Figure 9. Correlation between the level of scene-selective activity and the reported score for general vision (VFQ-39 subscale). Across the scene-selective areas, we found a significant correlation only within areas PIGS and OPA. In each panel, each circle represents data from one individual participant, averaged over the two hemispheres. Groups are indicated by color.
Experiment 3 tested whether the amblyopic participants also show a decreased object-selective activity, and if so, whether this reduction contributed to the observed decrease in the level of scene-selective activity in area PIGS. Accordingly, eighteen amblyopic individuals plus seventeen controls (selected from those who participated in Experiment 2 based on their willingness to continue the scans) were scanned to measure their brain activity in response to the binocular presentation of intact vs. scrambled objects (see Methods and Table 1).

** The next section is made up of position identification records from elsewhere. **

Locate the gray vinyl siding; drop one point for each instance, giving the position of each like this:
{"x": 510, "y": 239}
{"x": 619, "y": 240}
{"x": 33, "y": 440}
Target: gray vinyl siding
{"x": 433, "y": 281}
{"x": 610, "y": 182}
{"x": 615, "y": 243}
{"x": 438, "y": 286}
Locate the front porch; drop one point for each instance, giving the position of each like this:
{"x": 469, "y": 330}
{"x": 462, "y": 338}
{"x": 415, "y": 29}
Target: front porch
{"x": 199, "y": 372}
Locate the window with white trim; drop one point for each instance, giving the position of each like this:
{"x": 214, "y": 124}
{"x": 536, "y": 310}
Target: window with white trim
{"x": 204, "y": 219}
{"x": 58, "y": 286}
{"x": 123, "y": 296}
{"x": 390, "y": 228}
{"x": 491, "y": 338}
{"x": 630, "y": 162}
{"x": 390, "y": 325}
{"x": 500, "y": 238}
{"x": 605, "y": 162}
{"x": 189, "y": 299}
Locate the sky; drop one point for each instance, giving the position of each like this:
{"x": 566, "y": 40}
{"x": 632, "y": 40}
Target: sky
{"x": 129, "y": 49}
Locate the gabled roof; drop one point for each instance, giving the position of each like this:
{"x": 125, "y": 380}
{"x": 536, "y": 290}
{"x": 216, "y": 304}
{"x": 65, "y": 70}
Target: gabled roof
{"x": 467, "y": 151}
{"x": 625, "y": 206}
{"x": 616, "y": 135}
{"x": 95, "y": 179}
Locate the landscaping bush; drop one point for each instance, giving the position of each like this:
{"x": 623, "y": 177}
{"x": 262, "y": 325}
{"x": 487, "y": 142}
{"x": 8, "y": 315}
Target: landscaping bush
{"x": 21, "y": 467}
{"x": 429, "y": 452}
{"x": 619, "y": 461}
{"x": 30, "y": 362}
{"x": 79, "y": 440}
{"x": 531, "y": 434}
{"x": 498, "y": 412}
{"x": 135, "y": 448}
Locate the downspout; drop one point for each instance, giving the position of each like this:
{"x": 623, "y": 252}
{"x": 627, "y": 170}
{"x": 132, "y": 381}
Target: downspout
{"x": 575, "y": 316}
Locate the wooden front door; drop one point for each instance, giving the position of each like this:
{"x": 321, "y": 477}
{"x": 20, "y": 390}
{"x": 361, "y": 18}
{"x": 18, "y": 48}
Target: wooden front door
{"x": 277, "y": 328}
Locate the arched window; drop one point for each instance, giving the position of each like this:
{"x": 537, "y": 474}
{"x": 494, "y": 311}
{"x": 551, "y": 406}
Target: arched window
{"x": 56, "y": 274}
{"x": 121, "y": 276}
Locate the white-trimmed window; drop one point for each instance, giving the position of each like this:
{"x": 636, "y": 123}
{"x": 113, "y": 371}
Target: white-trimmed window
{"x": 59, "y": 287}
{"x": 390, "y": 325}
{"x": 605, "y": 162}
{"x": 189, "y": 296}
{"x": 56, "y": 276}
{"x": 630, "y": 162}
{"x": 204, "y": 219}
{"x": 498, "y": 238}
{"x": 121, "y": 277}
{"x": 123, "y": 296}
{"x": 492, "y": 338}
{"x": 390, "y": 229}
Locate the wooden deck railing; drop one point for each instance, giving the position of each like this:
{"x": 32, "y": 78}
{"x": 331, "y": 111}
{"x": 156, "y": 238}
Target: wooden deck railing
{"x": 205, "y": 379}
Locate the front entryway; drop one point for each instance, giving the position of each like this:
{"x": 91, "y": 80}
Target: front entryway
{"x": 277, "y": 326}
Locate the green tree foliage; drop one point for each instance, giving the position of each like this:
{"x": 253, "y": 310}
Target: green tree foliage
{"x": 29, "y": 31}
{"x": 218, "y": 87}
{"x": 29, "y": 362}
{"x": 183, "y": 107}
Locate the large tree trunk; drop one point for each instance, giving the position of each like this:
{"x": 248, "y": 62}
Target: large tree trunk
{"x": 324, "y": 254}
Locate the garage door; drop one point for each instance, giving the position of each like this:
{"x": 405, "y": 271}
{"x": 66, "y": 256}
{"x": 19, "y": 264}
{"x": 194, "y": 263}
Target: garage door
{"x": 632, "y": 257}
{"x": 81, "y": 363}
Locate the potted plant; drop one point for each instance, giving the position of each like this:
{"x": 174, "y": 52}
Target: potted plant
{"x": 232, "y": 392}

As in Experiment 2, we compared the level of head motion during scanning, between control vs. amblyopic participants. A t-test applied to the measured level of head motion did not yield a significant difference between the two groups (t(33) = 0.27, p = 0.80), suggesting that head position was comparable between the two groups. Nevertheless, as in Experiment 2, we included this nuisance covariate in all analyses, to eliminate residual effects of head motion.
In both groups, object-selective activity was detected within a large portion of the extra-striate visual cortex, including the scene-selective areas PIGS, OPA, RSC, and PPA, plus object-selective area LOC (Figures 10A,B). In contrast to scene-selective activity maps, here, the vertex-wise between-group comparison did not show any significant difference between amblyopic and control participants across the scene-selective areas (Figures 10C,D) and also within area LOC. Thus, object-selective responses were comparable between the two groups.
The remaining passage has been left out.